The first of the three original compositions on the album – and the first song Detta ever wrote – ‘Wandering Companion’ has a real lively rock ‘n’ roll heart with a distinct Spanish romantic bent. “Where do the questions go / Stuck in ethereal folds / Thought I had it locked in my habits, I’ll tie my boots again,” Detta says of the joy of travel. “Comes when you least expect him, gives perspective where you didn’t check it / In when the North Winds blow, and gone when your eyes were closed.” ‘Death, Booze & Saxophone’ featured the injection of flamenco alongside the sound of an organ; a dark, but intriguing mix. “But he’ll try till he dies / Never hesitant to fly,” Detta tells us, continuing forebodingly: “Our lost angel never cries / Drowns only in pavement and sunlight.”
‘Relief from Addiction’, the third and final original track on the record, is as dark and twisting lyrically as it is musically: “The debt of my gratitude will be paid / By the will that I saved / To taste your world / And lie in your grave,” Datta warns, the lyrics then interspersed with lines in both Spanish and English throughout a series of verses followed by instrumental bridges, the music winding and shifting along. The final track is actually two fascinating folk songs combined, ‘La Siete de Abril’ and ‘Zamba del Che’, the former being the tale of a place where the sorrows of war can be sung away, and the later a story of Che Guevarra.

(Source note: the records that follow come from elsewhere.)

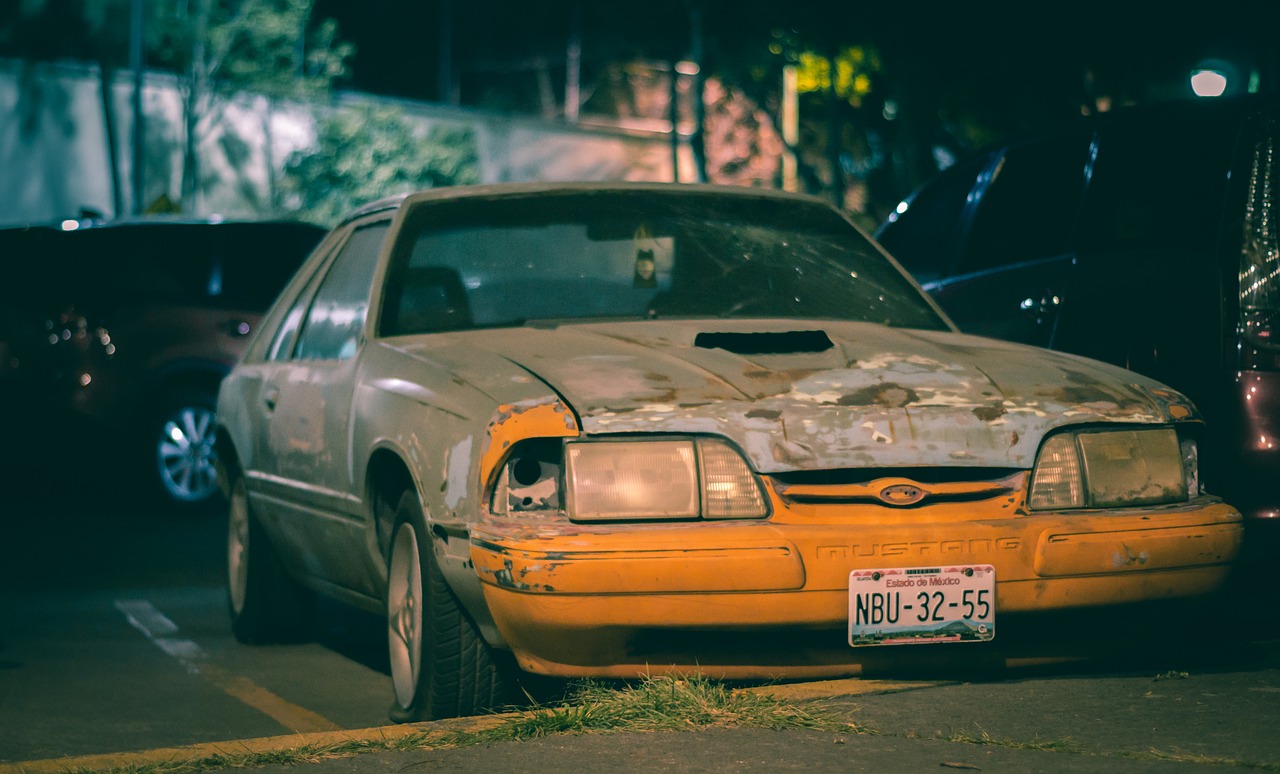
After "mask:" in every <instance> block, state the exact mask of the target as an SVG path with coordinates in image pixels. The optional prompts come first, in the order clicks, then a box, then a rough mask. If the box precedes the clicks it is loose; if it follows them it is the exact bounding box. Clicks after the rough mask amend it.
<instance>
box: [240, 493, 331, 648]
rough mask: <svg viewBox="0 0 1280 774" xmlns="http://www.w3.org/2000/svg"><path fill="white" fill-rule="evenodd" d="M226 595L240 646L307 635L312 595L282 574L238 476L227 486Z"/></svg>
mask: <svg viewBox="0 0 1280 774" xmlns="http://www.w3.org/2000/svg"><path fill="white" fill-rule="evenodd" d="M227 592H228V594H227V596H228V608H229V610H230V617H232V632H233V633H234V635H236V638H237V640H239V641H241V642H246V644H253V645H264V644H271V642H298V641H302V640H306V637H307V636H308V635H310V633H311V615H312V610H314V609H315V595H314V594H312V592H311V591H310V590H307V588H303V587H302V586H301V585H298V582H297V581H294V580H293V578H291V577H289V574H288V573H287V572H285V569H284V564H282V563H280V558H279V555H276V553H275V546H273V545H271V540H270V537H268V535H266V531H265V530H264V528H262V525H261V523H259V521H257V517H256V516H255V514H253V510H252V508H251V507H250V502H248V489H247V486H246V485H244V477H243V476H236V480H234V481H233V482H232V496H230V503H229V508H228V523H227Z"/></svg>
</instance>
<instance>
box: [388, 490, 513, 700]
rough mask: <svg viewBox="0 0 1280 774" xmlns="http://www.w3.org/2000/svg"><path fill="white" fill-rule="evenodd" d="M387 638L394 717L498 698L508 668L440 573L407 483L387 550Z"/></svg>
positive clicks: (506, 689)
mask: <svg viewBox="0 0 1280 774" xmlns="http://www.w3.org/2000/svg"><path fill="white" fill-rule="evenodd" d="M387 640H388V647H389V652H390V668H392V686H393V688H394V701H393V702H392V709H390V718H392V720H394V722H397V723H408V722H417V720H438V719H443V718H461V716H466V715H475V714H480V713H484V711H486V710H492V709H495V707H498V706H502V705H503V704H504V702H506V697H507V692H508V682H509V681H508V672H509V669H508V668H504V667H503V668H499V664H498V661H497V655H498V654H494V652H493V651H492V650H490V649H489V645H488V644H486V642H485V641H484V637H483V636H481V635H480V631H479V629H477V628H476V626H475V623H474V622H472V620H471V618H470V617H468V615H467V614H466V612H465V610H463V609H462V605H461V604H460V603H458V600H457V597H456V596H454V595H453V592H452V591H451V590H449V587H448V585H447V582H445V580H444V576H443V574H442V573H440V569H439V567H438V565H436V562H435V554H434V551H433V549H431V539H430V536H429V535H428V532H426V531H425V519H424V518H422V510H421V508H420V507H419V503H417V498H416V496H415V494H413V493H412V491H408V493H404V494H403V495H402V496H401V500H399V505H398V508H397V510H396V530H394V531H393V532H392V544H390V551H389V555H388V582H387Z"/></svg>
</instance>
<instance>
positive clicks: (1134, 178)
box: [1080, 122, 1236, 252]
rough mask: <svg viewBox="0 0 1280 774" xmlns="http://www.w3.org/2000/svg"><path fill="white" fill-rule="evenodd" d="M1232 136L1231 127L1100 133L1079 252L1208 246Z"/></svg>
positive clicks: (1233, 143)
mask: <svg viewBox="0 0 1280 774" xmlns="http://www.w3.org/2000/svg"><path fill="white" fill-rule="evenodd" d="M1235 136H1236V125H1235V123H1234V122H1228V123H1174V122H1160V123H1149V124H1148V123H1142V124H1135V125H1132V127H1115V128H1111V129H1103V130H1102V133H1101V136H1100V141H1098V159H1097V162H1096V164H1094V168H1093V179H1092V182H1091V183H1089V193H1088V197H1087V201H1085V209H1084V217H1083V221H1082V229H1080V248H1082V249H1084V251H1088V252H1117V251H1126V249H1197V251H1210V249H1213V246H1215V243H1216V241H1217V237H1219V228H1220V224H1221V214H1222V197H1224V194H1225V192H1226V186H1228V170H1229V169H1230V166H1231V156H1233V154H1234V151H1235Z"/></svg>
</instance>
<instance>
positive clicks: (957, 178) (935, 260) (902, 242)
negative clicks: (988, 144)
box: [876, 154, 991, 283]
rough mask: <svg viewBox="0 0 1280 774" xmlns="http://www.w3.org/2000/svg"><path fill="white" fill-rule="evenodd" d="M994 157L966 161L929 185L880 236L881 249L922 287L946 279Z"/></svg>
mask: <svg viewBox="0 0 1280 774" xmlns="http://www.w3.org/2000/svg"><path fill="white" fill-rule="evenodd" d="M989 162H991V155H989V154H983V155H982V156H979V157H977V159H972V160H968V161H963V162H960V164H956V165H955V166H952V168H950V169H947V170H946V171H943V173H942V174H940V175H938V177H936V178H933V180H931V182H929V183H925V184H924V186H923V187H922V188H919V189H916V192H915V193H914V194H913V196H911V198H909V200H908V202H906V205H908V207H906V209H905V210H902V209H901V207H900V211H897V212H893V214H892V215H890V217H888V220H887V221H886V223H884V225H883V226H881V229H879V232H878V233H877V234H876V239H877V241H878V242H879V243H881V246H882V247H883V248H884V249H887V251H888V252H890V255H891V256H893V257H895V258H897V261H899V262H900V264H902V267H904V269H906V270H908V271H910V272H911V275H913V276H914V278H915V279H916V281H920V283H928V281H933V280H936V279H941V278H943V276H946V274H947V269H950V266H951V261H952V260H954V258H955V251H956V239H957V237H959V229H960V217H961V216H963V215H964V210H965V203H966V202H968V201H969V192H970V191H973V187H974V182H975V180H977V178H978V173H980V171H982V170H983V168H984V166H987V165H988V164H989Z"/></svg>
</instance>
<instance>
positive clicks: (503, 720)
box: [0, 678, 954, 774]
mask: <svg viewBox="0 0 1280 774" xmlns="http://www.w3.org/2000/svg"><path fill="white" fill-rule="evenodd" d="M946 684H954V683H950V682H936V681H933V682H923V681H922V682H897V681H881V679H859V678H847V679H832V681H819V682H806V683H788V684H781V686H758V687H751V688H744V690H745V691H750V692H753V693H763V695H767V696H773V697H776V699H781V700H786V701H813V700H819V699H835V697H840V696H865V695H869V693H899V692H902V691H916V690H922V688H932V687H938V686H946ZM520 715H521V713H503V714H495V715H483V716H477V718H458V719H453V720H431V722H426V723H406V724H403V725H381V727H375V728H364V729H355V731H326V732H319V733H303V734H284V736H279V737H262V738H256V739H234V741H227V742H206V743H201V745H187V746H182V747H160V748H156V750H140V751H134V752H109V754H102V755H82V756H76V757H51V759H44V760H32V761H22V762H14V764H0V774H69V773H74V771H108V770H111V769H120V768H125V766H147V765H157V764H170V765H174V764H182V762H195V761H198V760H202V759H209V757H215V756H227V757H238V756H246V755H260V754H266V752H285V751H292V750H300V748H303V747H314V748H324V747H332V746H339V745H346V743H362V742H364V743H370V745H376V743H379V742H387V741H392V739H398V738H403V737H408V736H415V734H425V736H426V739H430V738H433V737H444V736H447V734H456V733H479V732H483V731H486V729H489V728H494V727H495V725H499V724H502V723H504V722H507V720H509V719H511V718H518V716H520ZM357 755H358V752H357Z"/></svg>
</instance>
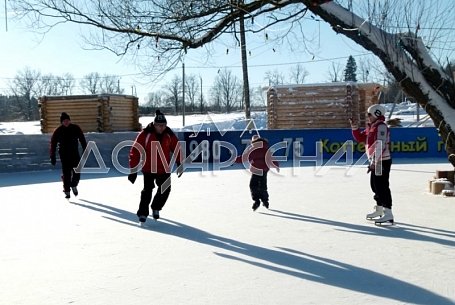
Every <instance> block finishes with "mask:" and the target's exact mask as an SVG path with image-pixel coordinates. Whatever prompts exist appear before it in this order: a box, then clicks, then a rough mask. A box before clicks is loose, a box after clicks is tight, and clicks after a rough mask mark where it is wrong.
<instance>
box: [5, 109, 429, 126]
mask: <svg viewBox="0 0 455 305" xmlns="http://www.w3.org/2000/svg"><path fill="white" fill-rule="evenodd" d="M392 107H393V104H386V105H385V108H386V110H387V112H390V111H391V110H392ZM416 109H417V107H416V104H413V103H409V102H404V103H401V104H397V105H395V107H394V111H393V115H392V116H391V119H396V118H399V119H401V126H403V127H406V126H408V125H410V124H413V126H415V122H416V121H417V111H416ZM425 116H426V113H425V111H424V110H423V109H422V108H420V109H419V118H420V119H423V118H425ZM388 117H389V113H387V114H386V118H387V119H388ZM251 118H252V119H253V121H254V124H255V127H256V129H258V130H266V129H267V112H266V111H261V112H252V113H251ZM153 119H154V116H143V117H140V118H139V122H140V123H141V124H142V126H143V127H145V126H147V124H149V123H150V122H153ZM166 119H167V122H168V125H169V127H171V128H172V129H173V130H174V131H177V132H179V131H190V132H193V131H202V132H206V131H207V130H211V131H229V130H244V129H245V126H246V119H245V114H244V113H243V112H233V113H221V114H215V113H208V114H194V115H186V116H185V124H183V117H182V115H178V116H174V115H166ZM419 126H422V127H423V126H434V124H433V122H432V121H431V119H430V120H428V121H426V122H425V123H424V124H421V125H419ZM0 134H41V126H40V122H39V121H33V122H0Z"/></svg>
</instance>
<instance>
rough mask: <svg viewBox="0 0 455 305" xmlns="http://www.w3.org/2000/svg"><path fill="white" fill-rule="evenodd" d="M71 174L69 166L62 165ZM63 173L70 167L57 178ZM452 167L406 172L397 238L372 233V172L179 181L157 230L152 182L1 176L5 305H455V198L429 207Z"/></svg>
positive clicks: (235, 168) (400, 209)
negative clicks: (144, 201)
mask: <svg viewBox="0 0 455 305" xmlns="http://www.w3.org/2000/svg"><path fill="white" fill-rule="evenodd" d="M58 165H59V164H58ZM57 168H59V167H57ZM451 169H453V168H452V166H451V165H450V164H449V163H448V162H447V161H445V160H443V159H439V160H424V159H414V160H407V161H406V160H401V161H398V160H395V163H394V165H393V166H392V172H391V179H390V182H391V190H392V195H393V200H394V201H393V203H394V207H393V213H394V215H395V221H396V225H395V226H393V227H390V226H389V227H386V226H382V227H379V226H375V225H374V223H372V222H371V221H367V220H366V219H365V214H367V213H370V212H372V211H373V206H374V201H373V199H372V193H371V191H370V188H369V179H368V176H367V174H366V170H365V167H363V168H361V169H359V171H358V172H357V173H356V174H354V175H352V176H347V175H346V169H345V168H342V167H339V168H335V169H331V170H329V171H328V172H327V173H326V174H325V175H323V176H318V175H316V173H317V172H316V170H315V168H314V167H312V166H307V167H301V168H298V169H292V168H290V167H287V168H282V169H281V172H280V175H277V174H276V173H275V172H270V173H269V178H268V183H269V193H270V210H266V209H265V208H263V207H260V208H259V209H258V210H257V211H256V212H252V210H251V205H252V201H251V199H250V195H249V188H248V183H249V178H250V174H249V173H248V172H247V171H246V170H244V169H241V168H240V167H235V168H233V169H232V170H225V171H221V172H217V173H204V174H202V173H200V172H185V173H184V174H183V176H182V177H181V178H180V179H177V177H176V175H175V174H173V175H172V191H171V194H170V197H169V200H168V202H167V204H166V206H165V207H164V209H163V210H162V212H161V216H162V219H160V220H159V221H158V222H155V221H153V220H152V219H151V218H149V219H148V221H147V224H148V227H147V228H141V227H140V226H139V225H138V223H137V217H136V211H137V208H138V203H139V197H140V191H141V189H142V176H139V177H138V179H137V181H136V183H135V184H134V185H132V184H131V183H129V181H128V180H127V177H126V176H125V175H118V174H110V175H106V176H101V175H98V176H95V175H89V174H87V175H83V177H82V180H81V183H80V185H79V193H80V194H79V197H77V198H75V197H72V198H71V199H70V200H69V201H67V200H66V199H64V195H63V193H62V191H61V190H62V183H61V181H60V172H59V170H54V171H47V172H33V173H17V174H0V198H1V199H0V258H1V260H0V273H1V276H0V304H5V305H9V304H33V305H41V304H42V305H51V304H55V305H57V304H58V305H60V304H90V305H96V304H103V305H105V304H137V305H139V304H350V305H353V304H362V305H363V304H368V305H371V304H438V305H445V304H455V284H454V279H455V197H442V196H435V195H431V194H429V193H428V180H429V179H431V177H432V176H433V175H434V174H435V171H436V170H451Z"/></svg>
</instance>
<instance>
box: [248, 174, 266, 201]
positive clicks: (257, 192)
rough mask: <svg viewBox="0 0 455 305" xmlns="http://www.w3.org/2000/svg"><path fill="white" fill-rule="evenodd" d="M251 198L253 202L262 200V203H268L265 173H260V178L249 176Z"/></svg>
mask: <svg viewBox="0 0 455 305" xmlns="http://www.w3.org/2000/svg"><path fill="white" fill-rule="evenodd" d="M250 191H251V198H253V200H254V201H259V200H262V202H268V201H269V193H268V192H267V172H266V171H262V176H260V175H255V174H252V175H251V179H250Z"/></svg>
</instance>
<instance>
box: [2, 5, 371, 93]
mask: <svg viewBox="0 0 455 305" xmlns="http://www.w3.org/2000/svg"><path fill="white" fill-rule="evenodd" d="M3 5H4V4H3V3H2V4H0V8H1V9H2V11H3V8H4V7H3ZM310 17H311V15H309V16H308V18H307V19H306V20H305V21H304V22H305V26H306V28H305V29H306V32H305V35H307V36H308V37H309V38H312V39H313V42H312V43H307V46H308V49H309V50H303V47H301V44H295V45H294V44H293V45H294V46H293V48H294V49H293V50H290V47H289V46H286V45H279V44H278V43H277V42H276V39H275V38H276V37H277V36H280V35H281V36H282V34H283V33H284V32H285V31H286V30H287V28H286V26H285V25H279V26H277V27H275V28H271V29H269V30H267V32H261V33H258V34H249V35H248V37H247V49H248V52H250V51H251V56H248V65H249V69H248V71H249V80H250V85H251V86H252V87H257V86H265V85H267V81H266V80H264V77H265V72H266V71H268V70H272V71H273V70H275V69H276V70H279V71H281V72H282V73H283V74H285V75H288V74H289V69H290V68H291V67H292V66H295V65H296V64H297V63H301V64H302V65H303V66H304V67H305V68H306V69H307V70H308V71H309V72H310V74H309V76H308V78H307V80H306V83H315V82H316V83H317V82H325V81H327V76H326V75H327V70H328V68H329V66H330V65H331V64H332V62H335V63H340V64H341V65H343V67H344V66H345V65H346V61H347V58H348V57H349V55H353V56H355V58H356V60H357V63H359V62H358V61H359V60H360V59H362V58H365V56H367V57H370V58H371V57H372V56H371V55H369V56H368V55H367V54H369V52H367V51H365V50H364V49H363V48H362V47H360V46H358V45H356V44H355V43H353V42H351V41H350V40H349V39H348V38H346V37H345V36H343V35H336V33H335V32H334V31H333V30H332V29H331V28H330V27H329V26H328V25H327V24H325V23H324V22H322V21H321V22H318V21H315V20H314V19H312V18H310ZM249 26H253V27H260V26H261V25H260V24H250V25H249ZM82 32H83V29H82V28H80V27H79V26H78V25H74V24H63V25H59V26H57V27H55V28H53V29H52V30H51V31H50V32H48V33H47V34H46V35H45V36H44V37H42V36H38V35H36V34H35V33H33V32H32V31H29V30H27V29H26V28H25V26H24V25H23V24H18V23H17V22H15V21H14V20H12V19H11V18H9V19H8V31H6V26H5V16H4V14H1V16H0V41H1V47H0V58H2V60H1V66H0V67H1V68H0V93H3V94H5V93H6V91H5V90H6V85H5V81H6V80H7V79H8V78H12V77H14V76H15V75H16V74H17V72H18V71H19V70H22V69H24V68H25V67H26V66H28V67H30V68H31V69H34V70H39V71H40V72H41V73H43V74H49V73H52V74H54V75H63V74H64V73H68V72H69V73H71V74H73V76H74V77H75V78H76V79H80V78H82V77H83V76H84V75H86V74H88V73H90V72H99V73H101V74H113V75H119V76H121V84H120V85H121V87H122V88H124V89H125V92H126V93H128V94H130V93H131V92H132V88H131V87H132V86H135V89H134V90H135V92H137V95H138V97H139V99H140V101H144V99H145V96H146V95H147V93H149V92H152V91H157V90H159V89H161V88H162V86H163V85H164V84H165V82H166V81H168V80H169V79H170V78H171V77H172V76H174V75H175V74H178V75H179V76H181V75H182V70H181V67H177V68H176V69H175V70H173V71H171V72H169V73H168V74H166V75H165V77H164V79H163V80H161V81H159V82H153V83H150V82H149V79H147V78H146V77H144V76H143V75H141V72H140V70H139V69H138V67H136V66H135V65H134V64H133V63H132V62H131V61H129V60H128V59H126V58H124V59H121V58H119V57H117V56H116V55H114V54H113V53H111V52H109V51H106V50H102V51H94V50H87V49H88V48H90V46H88V45H86V44H85V43H84V40H83V37H82V34H81V33H82ZM265 33H267V35H268V37H269V39H268V40H266V39H265ZM290 39H291V38H290ZM295 46H297V47H295ZM211 48H212V50H213V51H214V52H213V53H212V54H211V55H210V57H207V55H206V54H205V53H203V52H202V51H203V49H201V50H199V49H198V50H189V51H188V54H187V55H186V57H185V66H186V74H187V75H188V74H194V75H197V76H199V75H201V76H202V79H203V89H204V91H205V92H207V91H208V90H209V88H210V86H211V85H212V83H213V79H214V77H215V76H216V73H217V72H218V70H219V69H220V68H221V69H222V68H224V67H225V68H227V69H230V70H232V72H233V73H234V74H235V75H237V76H238V77H239V78H241V75H242V74H241V60H240V48H239V47H237V46H236V45H235V42H234V40H233V39H231V38H229V39H223V40H219V41H215V42H213V43H212V44H211ZM226 49H229V54H228V55H226ZM273 50H275V51H273Z"/></svg>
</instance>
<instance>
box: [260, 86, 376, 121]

Given the interesting scope of their debut album, you might wonder if Yankee Gaucho aren’t spent creatively, but even with plenty of live shows coming up, they are not a band to rest on their laurels reporting that Datta is already “composing his newest fusions” of those many and varied influences, which is good news for fans of music who like that Americana not just plain, but with an added dash of unexpected spice, even if the flavouring sometimes overwhelms and doesn’t always taste as expected.